Итак, после неутешительного для Менелая диалога с привратницей, хор и Елена возвращаются, явно удовлетворенные ответом прорицательницы: Менелай жив, хотя все еще блуждает, несчастный, по морям, но прибудет в Египет, когда наступит конец бедам (515–534); значит, можно ожидать, что супругам скоро удастся обрести друг друга. Между тем, вышедшая из царского дома Елена находит у спасительной гробницы какого-то оборванца дикого вида, которого принимает за человека, посланного схватить ее, конечно, в угоду Феоклимену (541–552). И вдруг оба потрясены: Елена узнает в пришельце Менелая, он — женщину, необыкновенно похожую на Елену, хотя она и не может быть Еленой: ведь ее сторожат слуги в прибрежной пещере. Повторяется ситуация, знакомая нам по сцене с Тевкром: разве Менелай плохо соображает или у него больны глаза?

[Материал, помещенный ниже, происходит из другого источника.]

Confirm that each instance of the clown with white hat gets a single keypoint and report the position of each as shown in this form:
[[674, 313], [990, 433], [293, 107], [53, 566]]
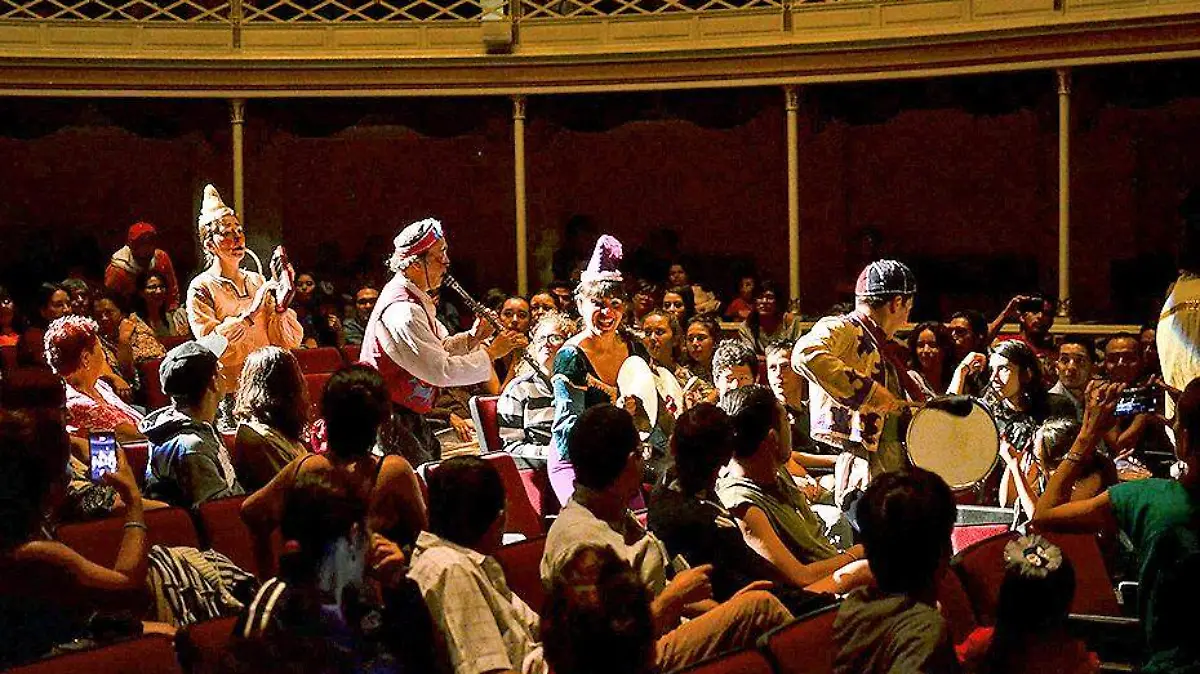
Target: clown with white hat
[[235, 304], [413, 351]]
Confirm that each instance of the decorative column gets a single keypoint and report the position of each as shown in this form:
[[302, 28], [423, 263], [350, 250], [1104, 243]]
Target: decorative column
[[1063, 77], [792, 101], [238, 121], [519, 112]]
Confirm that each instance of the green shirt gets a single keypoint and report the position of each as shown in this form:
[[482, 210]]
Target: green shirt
[[1159, 518], [789, 512]]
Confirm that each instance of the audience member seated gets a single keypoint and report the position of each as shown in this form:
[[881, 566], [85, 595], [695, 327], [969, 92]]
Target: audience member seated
[[49, 593], [1157, 515], [364, 304], [663, 339], [42, 395], [703, 300], [53, 302], [1035, 316], [774, 515], [126, 335], [138, 257], [906, 519], [647, 296], [931, 356], [1050, 446], [355, 402], [1133, 435], [483, 624], [153, 305], [1017, 398], [75, 353], [735, 365], [526, 408], [969, 330], [700, 341], [771, 320], [743, 302], [679, 302], [189, 463], [1031, 617], [609, 475], [10, 320], [598, 617], [541, 304], [321, 613], [690, 521], [271, 410], [1075, 365], [81, 293], [791, 391]]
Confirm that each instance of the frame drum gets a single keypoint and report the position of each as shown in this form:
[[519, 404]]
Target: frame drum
[[963, 450]]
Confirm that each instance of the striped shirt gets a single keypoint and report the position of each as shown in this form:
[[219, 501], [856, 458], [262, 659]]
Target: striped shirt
[[526, 413]]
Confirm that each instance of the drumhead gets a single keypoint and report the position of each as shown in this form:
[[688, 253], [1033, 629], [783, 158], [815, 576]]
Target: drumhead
[[961, 450]]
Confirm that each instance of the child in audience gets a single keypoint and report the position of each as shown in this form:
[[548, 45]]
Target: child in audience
[[319, 614], [1031, 617], [906, 519], [598, 617]]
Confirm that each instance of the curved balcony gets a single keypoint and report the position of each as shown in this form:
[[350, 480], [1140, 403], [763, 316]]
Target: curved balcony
[[252, 48]]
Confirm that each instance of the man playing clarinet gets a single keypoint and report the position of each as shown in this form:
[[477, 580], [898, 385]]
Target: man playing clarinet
[[413, 351]]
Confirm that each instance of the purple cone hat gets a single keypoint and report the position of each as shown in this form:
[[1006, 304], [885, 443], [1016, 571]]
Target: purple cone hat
[[605, 264]]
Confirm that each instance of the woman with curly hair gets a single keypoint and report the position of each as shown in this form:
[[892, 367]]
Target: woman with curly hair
[[271, 408], [75, 353]]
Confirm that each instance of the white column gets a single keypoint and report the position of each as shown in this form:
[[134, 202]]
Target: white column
[[238, 121], [1063, 77], [792, 100], [519, 110]]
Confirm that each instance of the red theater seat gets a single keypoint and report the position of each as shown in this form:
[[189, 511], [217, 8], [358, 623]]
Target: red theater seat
[[151, 654], [982, 570], [101, 539], [202, 647], [742, 662], [325, 359], [804, 647], [522, 569], [487, 425]]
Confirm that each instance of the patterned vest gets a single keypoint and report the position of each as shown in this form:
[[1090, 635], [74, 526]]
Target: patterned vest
[[407, 390]]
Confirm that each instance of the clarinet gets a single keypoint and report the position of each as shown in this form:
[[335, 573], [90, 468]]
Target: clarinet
[[487, 314]]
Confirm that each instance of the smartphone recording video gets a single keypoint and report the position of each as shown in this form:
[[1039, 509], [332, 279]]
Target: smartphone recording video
[[102, 445], [1141, 399]]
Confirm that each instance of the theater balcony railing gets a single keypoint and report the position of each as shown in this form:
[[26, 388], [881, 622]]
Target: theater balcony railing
[[252, 48]]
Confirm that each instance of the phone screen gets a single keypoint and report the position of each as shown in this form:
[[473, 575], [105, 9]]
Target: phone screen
[[102, 445], [1143, 399]]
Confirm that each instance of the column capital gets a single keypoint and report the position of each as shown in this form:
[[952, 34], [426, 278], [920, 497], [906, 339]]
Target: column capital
[[1063, 78], [792, 97], [237, 112]]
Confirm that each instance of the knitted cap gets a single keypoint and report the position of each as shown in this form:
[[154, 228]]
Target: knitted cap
[[886, 278], [418, 238]]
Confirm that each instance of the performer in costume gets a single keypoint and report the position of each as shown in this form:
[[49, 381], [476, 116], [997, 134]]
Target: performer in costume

Внешность (σωμα) похожа, но глаза утверждают другое (575, 577). И напрасно Елена пытается убедить мужа, что зрение — лучший учитель (580; вспомним, что Тевкру она внушала нечто прямо противоположное, пытаясь убедить его в обманчивости зрения), что имя (Ονομα) может быть повсюду, а тело (σωμα) — нет (588), Менелаю хватает своих забот, и он готов уйти. Неизвестно, чем бы все это кончилось, если бы подоспевший Слуга не известил Менелая, что Елена, покинув пещеру, где ее сторожили, растворилась в воздухе и все бранные труды под Троей приняты напрасно (603–615).

Если мы сравним эту сцену с аналогичными по назначению в других афинских трагедиях, то увидим очень существенное различие.

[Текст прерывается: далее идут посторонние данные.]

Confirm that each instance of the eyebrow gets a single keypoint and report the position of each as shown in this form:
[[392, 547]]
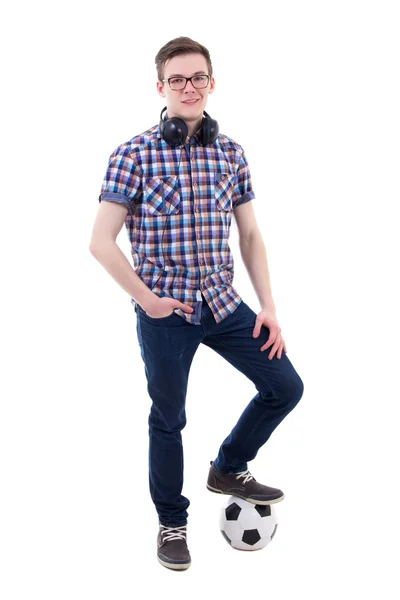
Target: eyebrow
[[180, 74]]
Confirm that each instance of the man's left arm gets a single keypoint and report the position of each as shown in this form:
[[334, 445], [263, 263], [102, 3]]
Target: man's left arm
[[254, 257], [254, 254]]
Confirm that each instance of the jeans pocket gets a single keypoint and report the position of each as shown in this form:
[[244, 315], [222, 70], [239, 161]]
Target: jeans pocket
[[161, 195], [144, 313]]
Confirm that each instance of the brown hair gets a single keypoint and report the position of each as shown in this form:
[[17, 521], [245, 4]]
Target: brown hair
[[181, 45]]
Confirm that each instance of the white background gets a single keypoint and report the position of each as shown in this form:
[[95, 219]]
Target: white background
[[311, 91]]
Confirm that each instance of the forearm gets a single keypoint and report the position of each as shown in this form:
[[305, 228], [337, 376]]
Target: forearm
[[111, 257], [254, 257]]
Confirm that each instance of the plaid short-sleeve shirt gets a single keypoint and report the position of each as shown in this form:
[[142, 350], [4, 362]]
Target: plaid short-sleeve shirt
[[180, 202]]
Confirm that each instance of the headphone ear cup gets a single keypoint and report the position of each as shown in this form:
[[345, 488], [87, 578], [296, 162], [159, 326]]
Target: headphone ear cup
[[174, 131], [209, 130]]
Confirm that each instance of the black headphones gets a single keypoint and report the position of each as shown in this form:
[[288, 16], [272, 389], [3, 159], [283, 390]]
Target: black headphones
[[175, 131]]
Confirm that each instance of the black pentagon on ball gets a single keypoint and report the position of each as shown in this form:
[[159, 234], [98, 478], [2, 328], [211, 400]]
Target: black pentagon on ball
[[251, 537], [225, 536], [273, 533], [263, 510], [232, 512]]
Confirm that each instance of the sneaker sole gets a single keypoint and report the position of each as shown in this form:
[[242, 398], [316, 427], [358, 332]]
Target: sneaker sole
[[264, 502], [176, 566]]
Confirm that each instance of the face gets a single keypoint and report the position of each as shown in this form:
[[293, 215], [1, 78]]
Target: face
[[186, 65]]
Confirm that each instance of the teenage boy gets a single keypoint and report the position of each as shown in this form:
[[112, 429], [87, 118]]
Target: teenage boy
[[176, 187]]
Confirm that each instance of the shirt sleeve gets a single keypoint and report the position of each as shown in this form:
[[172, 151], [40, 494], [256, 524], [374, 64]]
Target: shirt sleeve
[[243, 191], [122, 179]]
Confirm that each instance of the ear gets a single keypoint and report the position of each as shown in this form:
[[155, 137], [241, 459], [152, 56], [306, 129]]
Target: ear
[[212, 85], [160, 89]]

В «Хоэфорах» Электра узнает брата по приметам достаточно примитивным (локон на могиле, след от ноги) и вызвавшим 40 лет спустя ироническую критику Еврипида (Эл. 513–546), сумевшего сделать их встречу много правдоподобнее, не говоря уже о том драматическом напряжении, которым сопровождается сцена с урной тоже в «Электре» у Софокла, а у самого Еврипида узнавание Ореста Ифигенией в Тавриде или Креусы ее сыном в более позднем «Ионе». Во всех названных случаях герои стремятся выяснить правду в поистине трагической ситуации, когда ошибочный шаг может оказаться роковым в их судьбе. В «Елене» героиня буквально навязывает Менелаю знание правды, и одно лишь ее сходство с его супругой, которого он не отрицает (563, 579), должно бы заставить его задать ей те вопросы, которые последуют с его стороны потом. Ничего этого Менелай не делает, всячески отбиваясь от возможности обрести свою настоящую супругу. Поскольку публике известно истинное положение вещей, вся сцена, драматическая по существу, приобретает в ее глазах несерьезный характер.

После того как появление Слуги внесло известную ясность во взаимоотношения между супругами, драматическое повествование развивается в двух направлениях.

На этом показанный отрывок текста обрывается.